Tiffany jumped at the sound of it slamming shut, and realized she was alone with him.

He returned her haughty scrutiny with an unreadable gaze.

The tendons in his neck stood out, as if he were straining to hold something back.

It was a reminder that she didn’t know this version of him, even though they’d been more or less joined at the hip since they were sixteen.

Tense silence stretched between them like an elastic band. Tiffany held her breath, suddenly afraid it was going to snap.

“I’m going to help Patrick with the barbecue,” he said quietly and went inside.

Tiffany let out her breath and gulped a few more, waiting for her heart to stop pounding. She’d never been afraid of Jason. But she was a little afraid of the dead-eyed stranger he’d become.

Night had fallen, deep and velvety. A bird uttered a faraway cry. A twig cracked. Tiffany jumped, her heart leaping again. A female voice laughed in the distance, and Tiffany relaxed. It was only Jen, returning with Carrie. Nope, she didn’t want to stick around for that reunion.

Tiffany strode around to the back of the cabin and down to the lake.

A swim would calm her fizzing blood. Capping off the night at Cedar Lake after their Rialto performances had always been a great way to wind down.

Being onstage had been a rush, knowing all eyes were on her and her exposed lacy bra as she and Jason fake-groped each other in imitation of the ill-fated couple Derek and Cindy.

Slut! the audience had always yelled at her.

She hadn’t minded. Better a slut than Virgin, which they would shout at Carrie, or Bitch, for Jen’s bad girl Heather.
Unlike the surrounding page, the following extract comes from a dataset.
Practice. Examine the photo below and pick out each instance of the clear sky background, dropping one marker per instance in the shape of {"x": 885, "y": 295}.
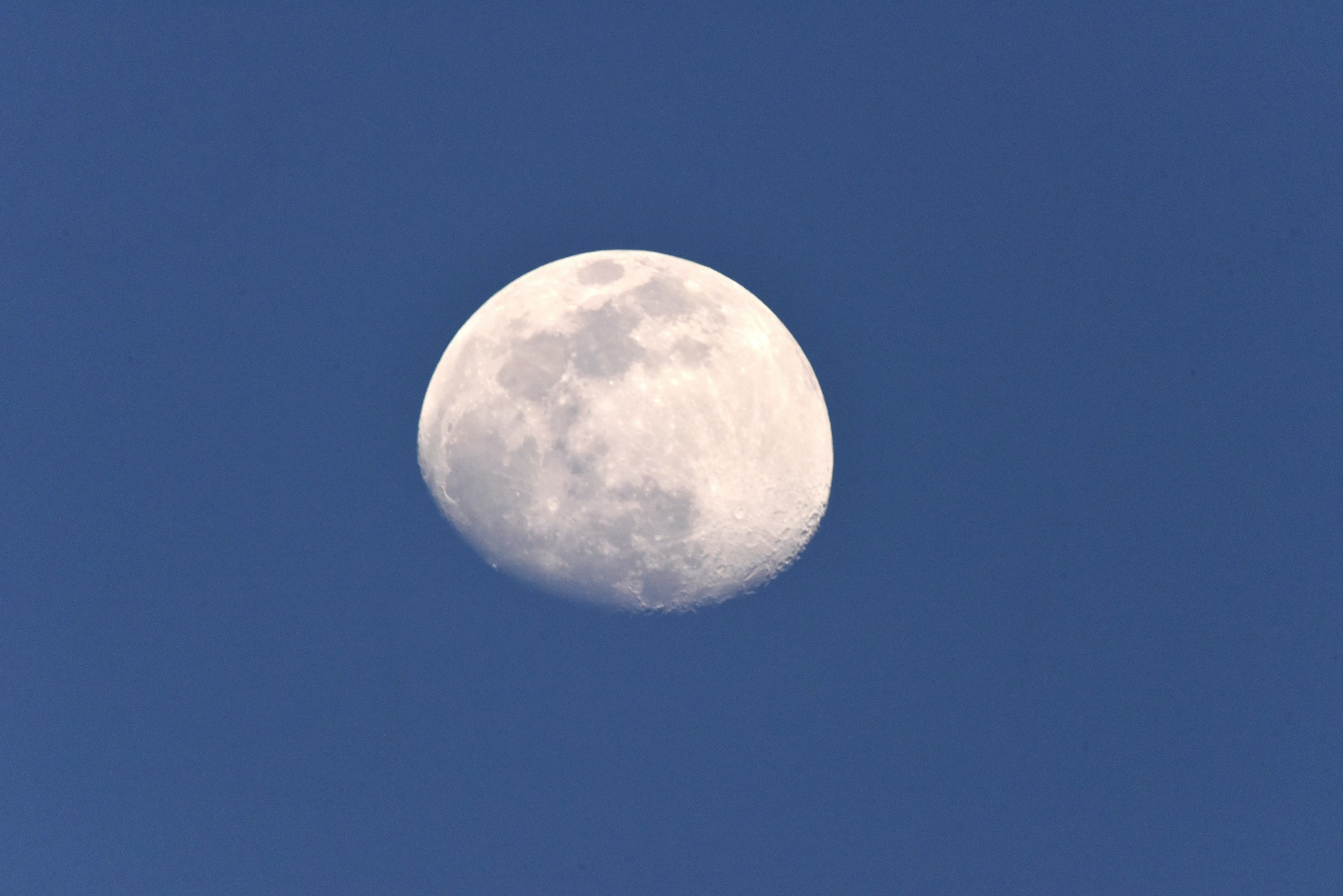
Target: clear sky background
{"x": 1071, "y": 276}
Tiffany smelled grilling hamburgers over the fresh scent of lake water.

Patrick was manning the barbecue on the back deck, which was a surprise.

She didn’t think he’d ever even touched a microwave when they were in high school, since his parents had employed a housekeeper.
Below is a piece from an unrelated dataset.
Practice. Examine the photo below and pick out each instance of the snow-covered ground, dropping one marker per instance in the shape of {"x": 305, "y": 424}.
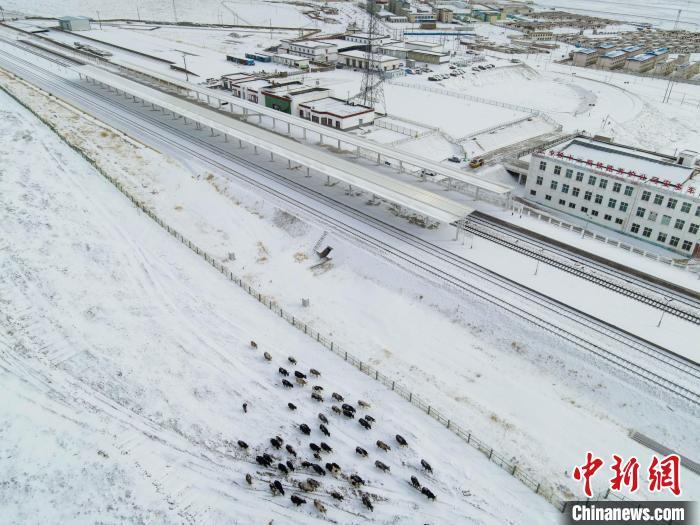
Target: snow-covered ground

He twirled a metal spatula, wearing a frilly orange floral-print apron.

God knows where he’d scrounged that up. It had probably come with the cabin.

Some cheesy eighties pop album crackled from inside, turned up as loud as the ancient speakers could handle.

Freddy was supervising the operation with a giant Costco-sized bag of chips under his arm.

Tiffany winced as he shoved the chips in his face with twitching hands, showering the front of his hoodie with crumbs.

Trust Freddy to jump at an imaginary bogeyman when the real threat to this weekend was Carrie.